En cuanto a “De lunares y volantes”, aportaciones en “Gitana” como los cinturones en los mantoncillos, aplicaciones de lentejuelas y transparencias en escotes muy pronunciados (junto a su clásico volumen en las faldas). Un trabajo muy diferente al del cordobés Francisco Tamaral, el cual soñó con una “Quimera” ocupada por volantes rígidos con efecto de transparencia y dos piezas de blusa y pantalón. Raso y tul bordado sirvieron como cimientos a un universo muy original y propio. Antes del breve descanso del mediodía, Adelina Infante tuvo una “Revelación” y unió diferentes tejidos en un mismo volante y jugó con volúmenes demostrando su dominio del patronaje y Mayka Santos tituló “Mis diosas” a un homenaje a la mujer derrochando pedrerías, apliques y encajes en un arcoíris que iba desde los colores más claros y dulces a otros más contundentes.

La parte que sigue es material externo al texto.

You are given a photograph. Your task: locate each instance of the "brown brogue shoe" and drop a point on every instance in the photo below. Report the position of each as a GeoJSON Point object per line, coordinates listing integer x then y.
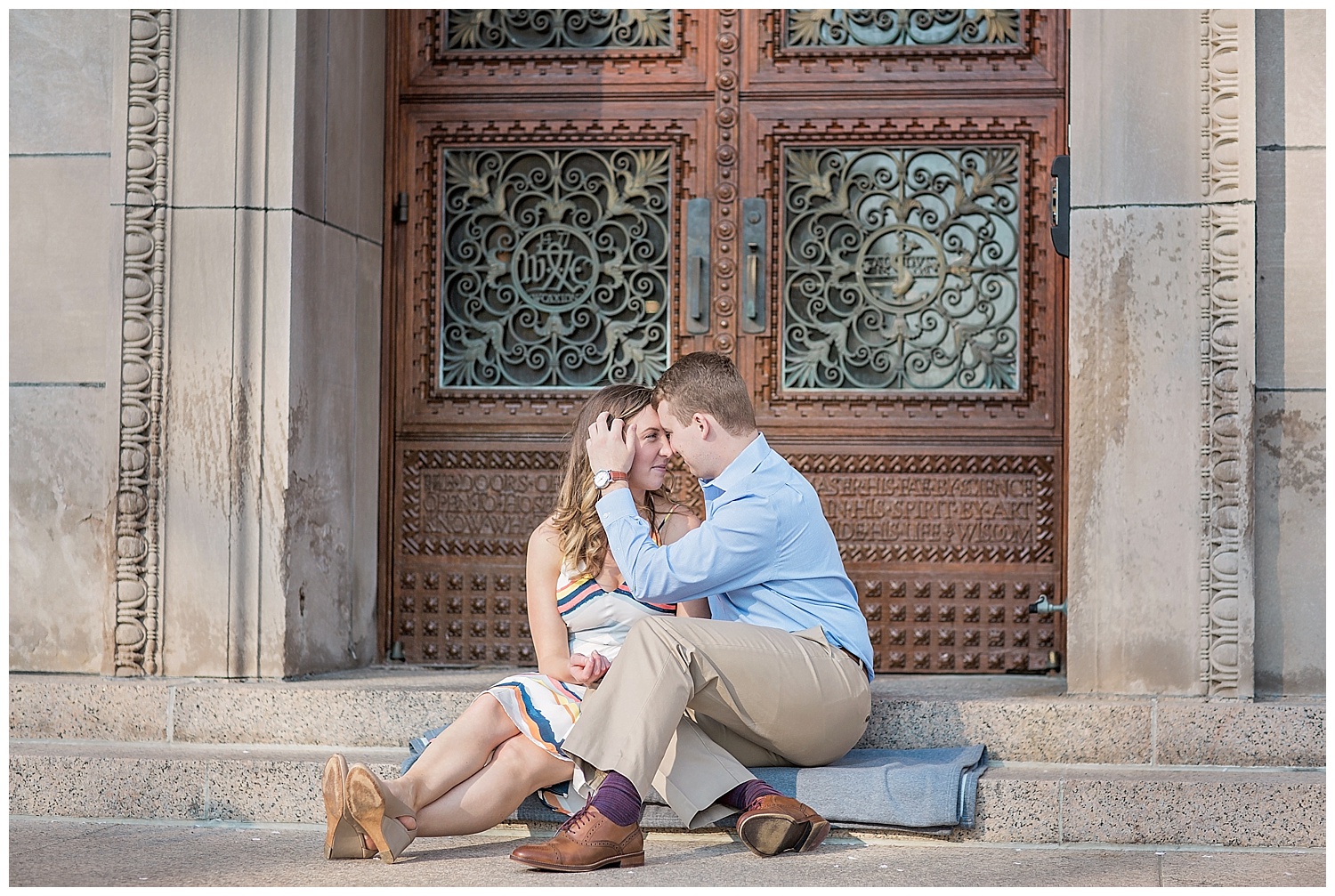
{"type": "Point", "coordinates": [585, 843]}
{"type": "Point", "coordinates": [773, 824]}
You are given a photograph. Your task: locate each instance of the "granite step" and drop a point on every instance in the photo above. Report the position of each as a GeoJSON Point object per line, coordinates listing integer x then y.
{"type": "Point", "coordinates": [1020, 719]}
{"type": "Point", "coordinates": [1020, 803]}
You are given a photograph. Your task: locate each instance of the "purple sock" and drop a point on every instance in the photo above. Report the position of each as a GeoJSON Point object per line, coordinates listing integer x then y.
{"type": "Point", "coordinates": [744, 795]}
{"type": "Point", "coordinates": [619, 800]}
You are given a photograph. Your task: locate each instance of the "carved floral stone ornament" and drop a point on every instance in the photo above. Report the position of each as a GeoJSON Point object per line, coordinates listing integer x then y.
{"type": "Point", "coordinates": [902, 27]}
{"type": "Point", "coordinates": [555, 267]}
{"type": "Point", "coordinates": [518, 29]}
{"type": "Point", "coordinates": [139, 497]}
{"type": "Point", "coordinates": [902, 269]}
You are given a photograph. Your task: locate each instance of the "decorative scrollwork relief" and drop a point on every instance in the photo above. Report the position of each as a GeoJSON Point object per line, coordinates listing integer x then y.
{"type": "Point", "coordinates": [555, 267]}
{"type": "Point", "coordinates": [520, 29]}
{"type": "Point", "coordinates": [139, 500]}
{"type": "Point", "coordinates": [902, 267]}
{"type": "Point", "coordinates": [1226, 458]}
{"type": "Point", "coordinates": [900, 27]}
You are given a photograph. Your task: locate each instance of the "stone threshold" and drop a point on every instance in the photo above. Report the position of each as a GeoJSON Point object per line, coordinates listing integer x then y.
{"type": "Point", "coordinates": [1017, 803]}
{"type": "Point", "coordinates": [387, 706]}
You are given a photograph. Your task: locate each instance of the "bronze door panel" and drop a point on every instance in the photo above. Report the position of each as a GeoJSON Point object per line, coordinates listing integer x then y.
{"type": "Point", "coordinates": [854, 205]}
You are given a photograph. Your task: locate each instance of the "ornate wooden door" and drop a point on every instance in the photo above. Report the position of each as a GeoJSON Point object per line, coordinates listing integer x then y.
{"type": "Point", "coordinates": [851, 203]}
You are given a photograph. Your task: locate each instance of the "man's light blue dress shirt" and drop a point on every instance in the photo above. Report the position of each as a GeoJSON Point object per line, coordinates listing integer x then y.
{"type": "Point", "coordinates": [764, 554]}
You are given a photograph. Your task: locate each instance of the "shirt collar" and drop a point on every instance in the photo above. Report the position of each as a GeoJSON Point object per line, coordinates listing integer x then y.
{"type": "Point", "coordinates": [741, 466]}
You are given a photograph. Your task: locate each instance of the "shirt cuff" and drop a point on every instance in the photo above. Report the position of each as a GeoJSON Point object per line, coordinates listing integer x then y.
{"type": "Point", "coordinates": [617, 504]}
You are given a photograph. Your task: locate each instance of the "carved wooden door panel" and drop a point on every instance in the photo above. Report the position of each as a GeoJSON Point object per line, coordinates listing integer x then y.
{"type": "Point", "coordinates": [848, 203]}
{"type": "Point", "coordinates": [908, 341]}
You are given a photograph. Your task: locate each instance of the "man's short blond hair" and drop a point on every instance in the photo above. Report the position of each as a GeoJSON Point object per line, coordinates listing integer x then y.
{"type": "Point", "coordinates": [707, 382]}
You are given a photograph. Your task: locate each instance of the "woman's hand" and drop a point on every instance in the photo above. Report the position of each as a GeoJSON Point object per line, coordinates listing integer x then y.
{"type": "Point", "coordinates": [587, 671]}
{"type": "Point", "coordinates": [611, 443]}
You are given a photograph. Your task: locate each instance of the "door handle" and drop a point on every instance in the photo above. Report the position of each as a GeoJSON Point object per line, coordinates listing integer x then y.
{"type": "Point", "coordinates": [697, 266]}
{"type": "Point", "coordinates": [753, 264]}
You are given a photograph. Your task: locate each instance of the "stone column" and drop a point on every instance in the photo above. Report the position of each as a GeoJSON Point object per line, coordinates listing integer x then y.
{"type": "Point", "coordinates": [270, 376]}
{"type": "Point", "coordinates": [1161, 333]}
{"type": "Point", "coordinates": [1291, 351]}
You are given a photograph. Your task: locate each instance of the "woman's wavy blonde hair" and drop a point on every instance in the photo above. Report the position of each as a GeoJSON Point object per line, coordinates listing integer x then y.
{"type": "Point", "coordinates": [584, 544]}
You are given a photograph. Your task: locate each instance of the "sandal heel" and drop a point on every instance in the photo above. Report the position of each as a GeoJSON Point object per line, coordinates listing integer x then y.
{"type": "Point", "coordinates": [342, 836]}
{"type": "Point", "coordinates": [376, 811]}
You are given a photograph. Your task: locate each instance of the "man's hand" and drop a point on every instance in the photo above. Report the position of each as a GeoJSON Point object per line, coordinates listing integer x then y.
{"type": "Point", "coordinates": [585, 671]}
{"type": "Point", "coordinates": [611, 448]}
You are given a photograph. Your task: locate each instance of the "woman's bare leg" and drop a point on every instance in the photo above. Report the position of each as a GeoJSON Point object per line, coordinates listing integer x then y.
{"type": "Point", "coordinates": [488, 799]}
{"type": "Point", "coordinates": [456, 755]}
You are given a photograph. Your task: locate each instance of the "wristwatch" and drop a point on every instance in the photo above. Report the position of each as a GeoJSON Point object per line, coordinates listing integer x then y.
{"type": "Point", "coordinates": [603, 479]}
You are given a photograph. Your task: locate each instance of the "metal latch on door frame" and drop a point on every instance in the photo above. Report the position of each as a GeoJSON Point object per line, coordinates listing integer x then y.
{"type": "Point", "coordinates": [697, 266]}
{"type": "Point", "coordinates": [755, 301]}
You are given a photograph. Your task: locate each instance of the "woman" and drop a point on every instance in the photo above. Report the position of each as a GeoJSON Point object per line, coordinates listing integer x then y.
{"type": "Point", "coordinates": [507, 744]}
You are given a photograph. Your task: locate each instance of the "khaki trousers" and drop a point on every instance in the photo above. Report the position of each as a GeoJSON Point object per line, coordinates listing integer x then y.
{"type": "Point", "coordinates": [689, 704]}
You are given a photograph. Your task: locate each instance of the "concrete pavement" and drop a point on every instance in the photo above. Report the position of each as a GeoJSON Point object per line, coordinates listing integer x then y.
{"type": "Point", "coordinates": [77, 852]}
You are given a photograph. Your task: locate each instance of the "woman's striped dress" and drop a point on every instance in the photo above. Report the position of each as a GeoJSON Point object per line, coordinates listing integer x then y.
{"type": "Point", "coordinates": [542, 708]}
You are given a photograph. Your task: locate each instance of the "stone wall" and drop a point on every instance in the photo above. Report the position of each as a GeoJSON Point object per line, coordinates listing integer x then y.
{"type": "Point", "coordinates": [66, 215]}
{"type": "Point", "coordinates": [1290, 490]}
{"type": "Point", "coordinates": [269, 253]}
{"type": "Point", "coordinates": [208, 506]}
{"type": "Point", "coordinates": [274, 382]}
{"type": "Point", "coordinates": [1161, 373]}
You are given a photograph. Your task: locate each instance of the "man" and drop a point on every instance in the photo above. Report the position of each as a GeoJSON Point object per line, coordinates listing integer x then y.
{"type": "Point", "coordinates": [779, 676]}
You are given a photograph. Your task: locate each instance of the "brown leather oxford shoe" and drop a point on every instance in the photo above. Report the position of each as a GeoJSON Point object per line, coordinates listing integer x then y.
{"type": "Point", "coordinates": [589, 840]}
{"type": "Point", "coordinates": [773, 824]}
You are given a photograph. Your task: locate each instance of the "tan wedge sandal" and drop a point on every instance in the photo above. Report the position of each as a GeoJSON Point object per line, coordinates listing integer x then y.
{"type": "Point", "coordinates": [376, 812]}
{"type": "Point", "coordinates": [342, 836]}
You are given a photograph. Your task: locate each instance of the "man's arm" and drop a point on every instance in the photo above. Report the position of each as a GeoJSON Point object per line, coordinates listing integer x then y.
{"type": "Point", "coordinates": [732, 549]}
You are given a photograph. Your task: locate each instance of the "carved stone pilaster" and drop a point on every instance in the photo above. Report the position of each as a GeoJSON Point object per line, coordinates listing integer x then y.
{"type": "Point", "coordinates": [1227, 250]}
{"type": "Point", "coordinates": [138, 553]}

Una auténtica maratón que dio paso a otra, vespertina, con un multitudinario cierre. Ahí, Ernesto Sillero y Miriam Galvín, las Hermanas Serrano, Leticia Lorenzo y Rosapeula y Calandria y Sergy Garrido & Tapijú. Ernesto, el más esperado de la jornada, afirmaba entre bambalinas que no se esperase demasiado de su “Bamboleo”, pero lo cierto es que, este chico, lo hace muy bonito. Mostazas con hombros y puños circulares realizados con tules, bajos grises con cuerpos blancos y mangas rematadas, en el puño, con flores rojas, corales con mangas de farol, gasas a modo de capa… Un esfuerzo que despertó en el auditorio aplausos como los también recogidos por Miriam Galvín en el recuerdo que de su padre fallecido quiso hacer con “Eterno”, precioso recorrido por una vida plasmada en mikados y rasos, muchos estampados florales, siluetas entalladas y grandes lunares dentro de un ambiente, a pesar del dolor del que nace estos vestidos, de positividad.

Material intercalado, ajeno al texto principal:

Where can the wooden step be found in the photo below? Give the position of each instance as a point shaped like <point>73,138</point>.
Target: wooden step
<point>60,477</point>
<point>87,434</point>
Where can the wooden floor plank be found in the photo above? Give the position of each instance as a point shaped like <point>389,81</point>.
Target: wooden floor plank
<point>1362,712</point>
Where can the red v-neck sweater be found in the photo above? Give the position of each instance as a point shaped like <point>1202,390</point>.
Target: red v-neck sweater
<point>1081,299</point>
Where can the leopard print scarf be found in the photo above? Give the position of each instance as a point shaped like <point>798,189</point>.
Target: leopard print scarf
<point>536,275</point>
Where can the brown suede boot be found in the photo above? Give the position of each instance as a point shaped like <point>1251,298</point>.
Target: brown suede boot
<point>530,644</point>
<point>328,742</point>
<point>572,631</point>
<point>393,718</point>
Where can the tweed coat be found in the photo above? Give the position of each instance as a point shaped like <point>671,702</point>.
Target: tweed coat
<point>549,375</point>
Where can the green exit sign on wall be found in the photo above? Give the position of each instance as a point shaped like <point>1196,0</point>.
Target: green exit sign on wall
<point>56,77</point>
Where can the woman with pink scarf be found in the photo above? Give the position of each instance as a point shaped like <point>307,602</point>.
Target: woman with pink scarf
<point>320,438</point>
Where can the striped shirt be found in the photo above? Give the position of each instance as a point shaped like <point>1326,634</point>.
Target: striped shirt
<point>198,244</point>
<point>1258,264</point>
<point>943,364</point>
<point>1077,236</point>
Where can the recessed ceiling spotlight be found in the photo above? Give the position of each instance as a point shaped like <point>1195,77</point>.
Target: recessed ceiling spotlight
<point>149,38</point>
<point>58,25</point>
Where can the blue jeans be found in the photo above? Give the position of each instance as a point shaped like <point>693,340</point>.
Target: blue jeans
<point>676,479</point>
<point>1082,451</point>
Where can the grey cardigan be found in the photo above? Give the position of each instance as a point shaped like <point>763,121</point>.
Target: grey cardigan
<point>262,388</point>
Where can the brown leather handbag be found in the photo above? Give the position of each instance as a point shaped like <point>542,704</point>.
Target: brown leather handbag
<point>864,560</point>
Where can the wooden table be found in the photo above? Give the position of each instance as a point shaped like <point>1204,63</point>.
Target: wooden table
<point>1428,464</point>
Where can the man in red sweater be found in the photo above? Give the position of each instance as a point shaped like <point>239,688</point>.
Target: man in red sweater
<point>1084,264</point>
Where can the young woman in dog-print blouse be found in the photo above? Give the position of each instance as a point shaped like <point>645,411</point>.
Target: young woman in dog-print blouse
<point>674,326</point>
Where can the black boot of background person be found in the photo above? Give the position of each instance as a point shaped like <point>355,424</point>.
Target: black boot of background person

Por su lado, las Hermanas Serrano fueron a la India a por unas telas brocadas tan fantásticas que, con cortes muy sencillos, lograron grandes resultados. Blancos con puños bordados con listas de colores, encajes de crochet, perforados… Mucha frescura para una recta final en la que nos faltan Leticia Lorenzo -artífice en “Olivia”, nombre de su hija, de unas voluminosas piezas, en malva, beige, rosas y azules, con vichy y encajes y estampaciones florales-, y Rosapeula, la cual construyó “El jardín de Rosapeula” sobre un derroche de ideas que giraban en torno al motivo floral.

Calandria recorrió la historia de la moda, en “Años de gloria”, deteniéndose en década como los 20 -con predominancia de encajes y plumas-, los 50 -con faldas midi-, los 70 –llenos de guiños hippies como mantoncillos de tiras de ante y formas más amplias y ligeras-, o los 90 -en los que no faltaban las mangas de farol o los estampados Versace-. Y respecto a Sergy Garrido & Tapijú, sus “Bad girls” pusieron ritmo disco a una pasarela que se inundó de estampados psicodélicos, naranjas, rojos, buganvillas y mostazas todos con detalles hechos por las mismas manos responsables de unos complementos de tela realmente espectaculares -increíbles sus maxiaros– y que apenas pesaban nada. Nuevos caminos que se abren para este sector que, representado en las asociaciones “Qlamenco” y “Mof&Art”, despidió esta edición de un SIMOF el cual, 25 años después, no tiene, por envergadura y trascendencia, competencia. ¡Enhorabuena a todos los que están, delante y detrás, de esta aventura! ¡Larga vida a la flamenca!